Supply of new houses to fall short amid surge of demand

House building is set to fall even further behind demand based on new forecasts that put the number of extra homes needed at a higher level than previously thought.

The Economic and Social Research Institute says that demand for new homes will grow to more than 30,000 a year within eight years.

Under the Government’s current housing plan, a target of 25,000 per year has been set for the coming years but nowhere near that number has been provided this year and there are doubts that the figure can be reached next year either.

Population growth, fuelled in part by net immigration which returned this year for the first time since 2009 and is likely to strengthen because of Brexit, will be the key driver of demand.

Apart from the challenges for the construction industry, the ESRI says domestic banks would struggle to provide the necessary level of credit without affecting safeguards around deposit to loan ratios.

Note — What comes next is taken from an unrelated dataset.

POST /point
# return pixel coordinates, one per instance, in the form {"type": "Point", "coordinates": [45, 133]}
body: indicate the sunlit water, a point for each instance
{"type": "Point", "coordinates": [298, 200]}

In a report published today, the ESRI warns: “Results of our analysis suggest that in the future the traditional deposit base will be unable to fund the level of credit required to meet the housing demands of the economy. This will require significant changes in the domestic financial sector.

“Given the calamitous events of the past decade, a significant expansion in the lending capacity of the domestic banking sector will immediately give rise to concerns about the emergence of another credit- fuelled bubble.”

It suggests there may be a case for the entry of foreign banks into the Irish retail banking sector.